Shanghai's International Boat Show has already become one of Asia's largest. Smaller marine fairs are held in Qingdao and Dalian in Northeastern China and in Shenzhen and Zhuhai in the South.

Pleasure sailing, virtually unheard of in China until a few years ago, is becoming increasing popular. Last month, around 60 teams sailed across the border from Hong Kong to Shenzhen in the China Cup Regatta, the country's first major boat race. This summer, a Chinese team joined the America's Cup, the world's most famous sailing competition, for the first time.

Mike Simpson says the government is promoting sailing because of next year's Olympic Games in Beijing.
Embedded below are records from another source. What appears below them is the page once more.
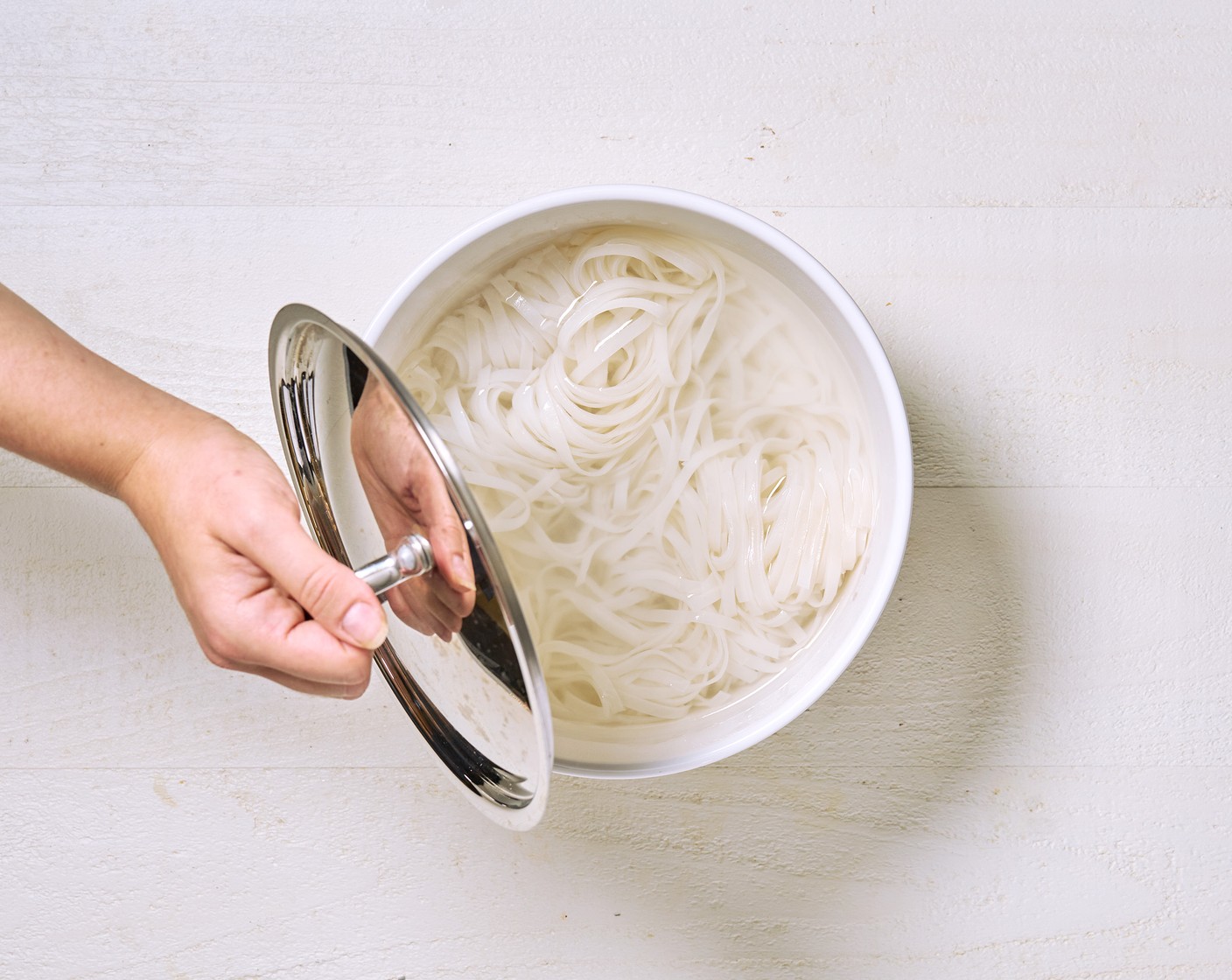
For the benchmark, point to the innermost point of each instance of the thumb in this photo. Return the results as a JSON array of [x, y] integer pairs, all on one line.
[[326, 590]]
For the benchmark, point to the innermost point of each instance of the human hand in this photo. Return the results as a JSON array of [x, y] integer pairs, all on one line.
[[260, 596], [408, 494]]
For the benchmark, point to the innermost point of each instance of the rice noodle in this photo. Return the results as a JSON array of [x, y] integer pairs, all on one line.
[[674, 466]]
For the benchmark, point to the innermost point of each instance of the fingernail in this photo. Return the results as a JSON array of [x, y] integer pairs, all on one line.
[[365, 625], [462, 575]]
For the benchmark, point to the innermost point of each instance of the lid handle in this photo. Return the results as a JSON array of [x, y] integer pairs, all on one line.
[[410, 558]]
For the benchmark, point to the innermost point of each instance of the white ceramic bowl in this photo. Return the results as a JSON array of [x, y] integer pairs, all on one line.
[[455, 271]]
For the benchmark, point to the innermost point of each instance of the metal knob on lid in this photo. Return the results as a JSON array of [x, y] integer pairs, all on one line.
[[480, 700], [410, 558]]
"They have the sailing Olympics in Qingdao this summer," he noted, "and that has really given an impetus to the boat market, and they have really been pushing local governments to encourage sailing schools, and marina development, that kind of thing, to try to build up, as we realize now, sort of an infrastructure at ground level, a grassroots development of yachting."

Adrien Magnan says that despite China's long coastline and many lakes, there are fewer than 10 marinas on the whole mainland, with a total of about 1,000 moorings. But he says more are being developed, for example in Xiamen on the East Coast or on Hainan Island in the Southeast, as local governments realize the positive economic impact of marinas.
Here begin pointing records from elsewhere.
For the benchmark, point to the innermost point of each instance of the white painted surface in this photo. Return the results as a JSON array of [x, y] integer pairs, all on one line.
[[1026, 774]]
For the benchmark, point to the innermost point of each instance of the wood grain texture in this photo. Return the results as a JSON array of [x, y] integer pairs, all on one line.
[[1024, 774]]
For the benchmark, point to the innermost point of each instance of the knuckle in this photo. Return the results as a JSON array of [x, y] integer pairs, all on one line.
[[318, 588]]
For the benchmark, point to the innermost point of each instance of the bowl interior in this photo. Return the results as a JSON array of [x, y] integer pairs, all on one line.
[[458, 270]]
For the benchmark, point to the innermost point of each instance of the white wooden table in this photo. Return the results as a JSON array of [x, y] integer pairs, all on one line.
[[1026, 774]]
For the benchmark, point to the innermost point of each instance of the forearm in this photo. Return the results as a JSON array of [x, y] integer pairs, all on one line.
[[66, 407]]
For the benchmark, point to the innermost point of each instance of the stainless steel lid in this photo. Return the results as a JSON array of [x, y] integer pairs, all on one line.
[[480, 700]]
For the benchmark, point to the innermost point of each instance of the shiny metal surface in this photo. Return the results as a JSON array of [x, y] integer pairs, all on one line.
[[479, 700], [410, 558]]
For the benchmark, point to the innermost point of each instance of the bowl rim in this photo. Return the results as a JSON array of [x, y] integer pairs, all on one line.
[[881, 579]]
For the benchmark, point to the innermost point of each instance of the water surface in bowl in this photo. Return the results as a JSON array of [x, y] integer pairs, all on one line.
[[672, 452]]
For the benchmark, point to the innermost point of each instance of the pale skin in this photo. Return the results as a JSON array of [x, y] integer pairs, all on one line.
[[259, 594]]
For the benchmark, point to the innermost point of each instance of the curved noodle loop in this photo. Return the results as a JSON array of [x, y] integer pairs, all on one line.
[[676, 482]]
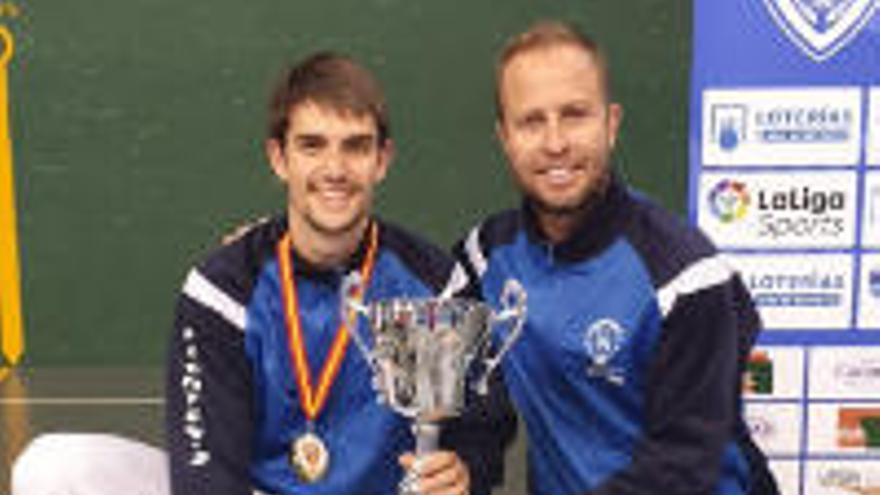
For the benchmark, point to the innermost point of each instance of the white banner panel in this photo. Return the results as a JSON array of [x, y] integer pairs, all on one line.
[[782, 126], [802, 291], [778, 210]]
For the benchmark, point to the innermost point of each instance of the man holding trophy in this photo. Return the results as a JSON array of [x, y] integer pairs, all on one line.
[[628, 369], [284, 404], [264, 394]]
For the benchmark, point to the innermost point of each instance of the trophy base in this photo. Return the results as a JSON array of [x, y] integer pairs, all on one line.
[[427, 440]]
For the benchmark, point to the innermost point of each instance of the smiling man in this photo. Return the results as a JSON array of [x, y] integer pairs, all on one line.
[[264, 393], [627, 374]]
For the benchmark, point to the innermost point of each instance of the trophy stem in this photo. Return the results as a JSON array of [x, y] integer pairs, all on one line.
[[427, 439], [427, 436]]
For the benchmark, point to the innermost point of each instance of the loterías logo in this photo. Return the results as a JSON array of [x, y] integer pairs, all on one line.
[[821, 28]]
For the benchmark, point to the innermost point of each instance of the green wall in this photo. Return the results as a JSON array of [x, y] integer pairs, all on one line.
[[137, 128]]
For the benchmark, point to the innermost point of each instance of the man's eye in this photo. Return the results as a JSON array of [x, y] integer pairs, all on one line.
[[575, 113], [531, 121], [359, 146], [310, 146]]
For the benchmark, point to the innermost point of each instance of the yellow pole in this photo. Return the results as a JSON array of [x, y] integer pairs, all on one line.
[[10, 284]]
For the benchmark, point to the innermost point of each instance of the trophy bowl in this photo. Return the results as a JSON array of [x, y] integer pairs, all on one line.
[[425, 352]]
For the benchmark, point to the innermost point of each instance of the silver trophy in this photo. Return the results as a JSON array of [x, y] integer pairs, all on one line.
[[421, 351]]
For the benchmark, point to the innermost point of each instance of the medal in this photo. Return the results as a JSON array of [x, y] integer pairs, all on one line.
[[309, 455]]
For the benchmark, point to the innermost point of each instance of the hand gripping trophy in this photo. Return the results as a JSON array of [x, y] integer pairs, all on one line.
[[421, 351]]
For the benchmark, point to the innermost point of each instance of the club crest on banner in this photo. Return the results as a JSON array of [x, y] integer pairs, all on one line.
[[820, 28]]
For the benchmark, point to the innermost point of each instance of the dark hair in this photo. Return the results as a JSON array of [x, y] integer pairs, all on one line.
[[545, 34], [330, 79]]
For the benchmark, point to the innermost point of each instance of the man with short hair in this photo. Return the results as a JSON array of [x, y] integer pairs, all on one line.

"Definitely. I mean, they are trying to open the coastline to the rest of the world," he said. It creates business, it creates real local economy. A marina is more than a place where you park yachts. It's a real profit-maker for the whole city in terms of brand image, in terms of attractiveness of a city, and it generates, of course, revenues and employment for the city."

Both Magnan and Simpson say a lack of infrastructure, expertise and repair facilities are some of the challenges for the development of China's yachting industry. But they say the biggest obstacle is a lack of uniform regulations.

The status of pleasure motor yachts has not yet been clarified, and there is no national system for licensing sailors. If a skipper wants to sail a yacht from one province to another, for example from Shanghai up the coast to Qingdao, he has to get cruising permits from the authorities in each location.